Here is the extract from his manifesto:
-
- Destroy the cult of the past, the obsession with the ancients, pedantry and academic formalism.
- Totally invalidate all kinds of imitation.
- Elevate all attempts at originality, however daring, however violent.
- Bear bravely and proudly the smear of ‘madness’ with which they try to gag all innovators.
- Regard art critics as useless and dangerous.
- Rebel against the tyranny of words: ‘Harmony’ and ‘good taste’ and other loose expressions which can be used to destroy the works of Rembrandt, Goya, Rodin..
- Sweep the whole field of art clean of all themes and subjects which have been used in the past.
- Support and glory in our day-to-day world, a world which is going to be continually and splendidly transformed by victorious Science.
- The dead shall be buried in the earth’s deepest bowels!
- p. 27: quoted in: William Boulware Schafer (1995) The Turn of the Century: The First Futurists. p. 57
- Source: Wikipedia

It is also true that without flashes of the absolute, which are granted to only a few, humanity would proceed in the dark, indeed it would not exist, because it would not acknowledge itself to itself! And as far as I know the flash as never preceded by explanations or preambles, and only a very small mind.. ..could fail to understand that eternal aspiration absolute and that the work is the relative, that to create is already to circumscribe; that to comment is to circumscribe the circumscribed, is to subdivide the divided; is to reduce to minimum terms, is to annihilate.
- Boccioni’s quote, from his lecture, Rome, May 1911; as quoted in Futurism, ed. Didier Ottinger; Centre Pompidou / 5 Continents Editions, Milan, 2008, p. 55
Art is viable when it finds elements in the surrounding environment. Our ancestors drew their subject matter from the religious attitudes which weighed on their souls. We must now learn to draw inspiration from the tangible miracles around us.
Umberto Boccioni



Reflecting the age it was made in, more than 100 years from now, this painting is somehow still resonant with today’s society. Isn’t it interesting that he chose to depict the darkness emanating from the human, while the hat is contrasting this with bright colors and life. Indirectly this expresses the important of the embellishments within the society, and the superficial, while the inner world is looming with darkness. I find this highly relevant to today’s macro and micro celebrities swanning around and being worship for the superficial embellishments they are offering to the world, through various technological means of communication.

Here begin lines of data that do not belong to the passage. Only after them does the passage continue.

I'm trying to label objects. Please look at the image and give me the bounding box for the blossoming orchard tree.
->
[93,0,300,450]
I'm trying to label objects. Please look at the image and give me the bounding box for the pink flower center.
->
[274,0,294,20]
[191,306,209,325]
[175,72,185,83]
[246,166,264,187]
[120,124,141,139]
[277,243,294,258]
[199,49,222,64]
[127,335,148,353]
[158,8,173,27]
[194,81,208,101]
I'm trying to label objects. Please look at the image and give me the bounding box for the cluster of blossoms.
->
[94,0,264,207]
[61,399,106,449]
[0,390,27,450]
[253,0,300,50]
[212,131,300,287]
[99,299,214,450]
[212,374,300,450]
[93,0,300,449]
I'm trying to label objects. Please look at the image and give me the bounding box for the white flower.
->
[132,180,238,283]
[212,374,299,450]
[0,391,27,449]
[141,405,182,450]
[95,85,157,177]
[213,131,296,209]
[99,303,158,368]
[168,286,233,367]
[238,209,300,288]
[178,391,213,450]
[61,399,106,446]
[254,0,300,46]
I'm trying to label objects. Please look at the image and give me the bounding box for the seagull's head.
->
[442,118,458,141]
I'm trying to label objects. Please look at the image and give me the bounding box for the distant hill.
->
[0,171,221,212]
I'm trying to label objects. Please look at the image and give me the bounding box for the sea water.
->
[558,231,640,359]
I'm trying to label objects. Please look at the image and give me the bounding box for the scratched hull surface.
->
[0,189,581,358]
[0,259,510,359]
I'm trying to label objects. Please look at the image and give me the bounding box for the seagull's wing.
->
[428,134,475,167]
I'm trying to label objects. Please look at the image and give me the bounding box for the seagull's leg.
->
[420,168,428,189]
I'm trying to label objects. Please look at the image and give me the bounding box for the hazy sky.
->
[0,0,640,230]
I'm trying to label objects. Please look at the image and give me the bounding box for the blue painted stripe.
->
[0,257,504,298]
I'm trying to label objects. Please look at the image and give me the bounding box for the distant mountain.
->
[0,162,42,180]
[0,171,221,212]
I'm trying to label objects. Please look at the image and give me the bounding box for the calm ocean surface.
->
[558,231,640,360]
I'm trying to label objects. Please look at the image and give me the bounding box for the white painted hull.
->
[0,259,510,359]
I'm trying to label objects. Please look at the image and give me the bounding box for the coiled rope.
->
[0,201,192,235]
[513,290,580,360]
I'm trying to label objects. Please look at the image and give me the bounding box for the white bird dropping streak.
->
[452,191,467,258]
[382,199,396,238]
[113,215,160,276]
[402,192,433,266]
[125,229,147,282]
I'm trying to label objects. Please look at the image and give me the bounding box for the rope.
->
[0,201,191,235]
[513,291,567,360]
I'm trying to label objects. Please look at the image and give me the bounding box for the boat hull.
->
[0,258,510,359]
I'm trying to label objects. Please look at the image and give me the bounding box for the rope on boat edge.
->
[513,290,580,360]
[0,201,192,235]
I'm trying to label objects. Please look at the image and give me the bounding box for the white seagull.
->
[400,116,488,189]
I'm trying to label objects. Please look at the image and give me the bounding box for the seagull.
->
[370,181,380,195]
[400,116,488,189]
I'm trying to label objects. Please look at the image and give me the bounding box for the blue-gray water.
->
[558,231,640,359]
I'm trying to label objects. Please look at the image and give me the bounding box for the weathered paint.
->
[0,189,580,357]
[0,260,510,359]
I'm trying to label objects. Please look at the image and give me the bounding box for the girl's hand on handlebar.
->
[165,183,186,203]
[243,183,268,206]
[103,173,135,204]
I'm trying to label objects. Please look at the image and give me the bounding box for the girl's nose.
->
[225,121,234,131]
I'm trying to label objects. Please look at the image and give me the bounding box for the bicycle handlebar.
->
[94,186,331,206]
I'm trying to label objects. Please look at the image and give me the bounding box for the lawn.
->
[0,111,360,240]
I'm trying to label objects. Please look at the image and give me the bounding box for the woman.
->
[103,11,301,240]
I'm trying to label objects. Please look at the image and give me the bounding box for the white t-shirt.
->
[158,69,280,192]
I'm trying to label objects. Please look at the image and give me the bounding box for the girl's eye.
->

‘The Street enters the House’ is not only a prime reflection of societal changes that were happening at the time of making but also represents figuratively speaking Boccioni’s idealism towards the synthesis of everything around and within us. The emphasis is primarily on the social aspect, further integration and communication of the society, which is fitting considering that the arrival of technology was making it increasingly possible to connect to one another.

Umberto Boccioni (1882 – 1916) was an influential Italian painter and sculptor. As one of the Futurism Movement’s main figures and its principal theorist, he was instrumental in shaping the revolutionary aesthetic. Despite his short life, his approach to the dynamism of form and the deconstruction of solid mass and emphasis on synthesis guided artists long after his death.
His works are held by many public art museums. Source: Wikipedia.